Chris Halverson was nice enough to stop by and say "hi!", so I am returning the favor and linking to his site. I did enjoy him calling my site his "bizzaro world". Chris, if you think I am your opposite, you really need to read Josh.
Considering this is a random page, Fearsome Viking hasn't updated, even though he took his computer to Oregon with him, and is apparently able to forward e-mails to me. I did like the postcard, however. Mt. St. Helens in one of her "not too happy" stages.
You know I am bored when I begining rambling on about beer. However, this is an interesting, if not somewhat convoluted article, on how feminism has ruined American Beer. After you finish reading that, I have a theory for you. Are you done? Get a beer from the fridge.
My theory says the more confessional a given male is, the more likely that male will consume dark beer. If you are holding a beer, the darker it is, the more confessional you are. The arch-confessionals will drink Guinness just to spite the confessionals. If you pulled out either a Zima or other malted beverages of that ilk, why? Do you have no respect for yourself? Bonus confessional points are made for the following: Whisk(e)y (double bonus for scotch, triple bonus for single-malt, double bonus for Irish whiskey), Long Island Iced Tea (automatic 4x), Martinis (even though we will suspect Anglican tendencies with this one), Bourbon, Vodka (quadruple bonus if you can use it for windshield wiper or brake fluid), and 100 proof schnapps of any flavor.

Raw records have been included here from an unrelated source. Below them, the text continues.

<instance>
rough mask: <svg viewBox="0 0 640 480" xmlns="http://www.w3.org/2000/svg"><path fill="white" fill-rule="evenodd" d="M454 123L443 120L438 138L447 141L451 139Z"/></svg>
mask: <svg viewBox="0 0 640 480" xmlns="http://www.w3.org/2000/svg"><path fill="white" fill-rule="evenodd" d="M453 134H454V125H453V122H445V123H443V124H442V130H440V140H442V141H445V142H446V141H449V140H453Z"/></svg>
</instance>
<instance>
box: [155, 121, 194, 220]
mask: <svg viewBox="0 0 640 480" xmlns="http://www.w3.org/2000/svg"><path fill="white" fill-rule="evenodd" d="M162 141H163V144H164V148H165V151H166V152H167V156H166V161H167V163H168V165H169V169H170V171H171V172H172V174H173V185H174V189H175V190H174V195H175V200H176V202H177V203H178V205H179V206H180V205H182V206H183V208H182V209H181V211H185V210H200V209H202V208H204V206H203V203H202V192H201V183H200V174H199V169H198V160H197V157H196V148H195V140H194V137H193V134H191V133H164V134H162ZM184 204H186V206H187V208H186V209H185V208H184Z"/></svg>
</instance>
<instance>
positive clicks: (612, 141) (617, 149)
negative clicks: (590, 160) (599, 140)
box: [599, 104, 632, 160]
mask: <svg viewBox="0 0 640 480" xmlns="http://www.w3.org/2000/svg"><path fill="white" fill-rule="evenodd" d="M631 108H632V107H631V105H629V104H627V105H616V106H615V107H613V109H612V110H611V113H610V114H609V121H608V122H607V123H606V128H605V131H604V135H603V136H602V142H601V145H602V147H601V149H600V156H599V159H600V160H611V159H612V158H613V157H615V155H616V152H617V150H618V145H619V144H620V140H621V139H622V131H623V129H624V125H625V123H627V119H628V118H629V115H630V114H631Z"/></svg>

Points removed for girlie drinks and any liqueur under 50 proof. Double points eliminated if the drink in question comes from France.
I am sure, using these basic concepts, I could come up with a test that would test how confessional a given person is.
I was once going to do a post describing the theology of Monty Python. Instead, I am directing you towards Strange Women Lying in Ponds. If you have to ask, you just don't get it.
Another Frenchman, err, woman, with her head screwed on straight. Via Instapundit.
AOL Radio finally got a metal channel for someone like me. That should tell you just about everything right there. I am really going to hell now. That devil music will infect my brain and make me less likely to buy into the "temporary Christian" stuff. Maybe metal does serve a good purpose in the church.
Finally, Operation Clambake. I figure that just linking to this site might increase my traffic by leaps and bound to attract angry Scientologists (an oxymoron. There's nothing even remotely scientific about scientology). How much are you going to trust a religion created by a man who believed humanity evolved from clams? He can't even get his wrong evolutionary tree right.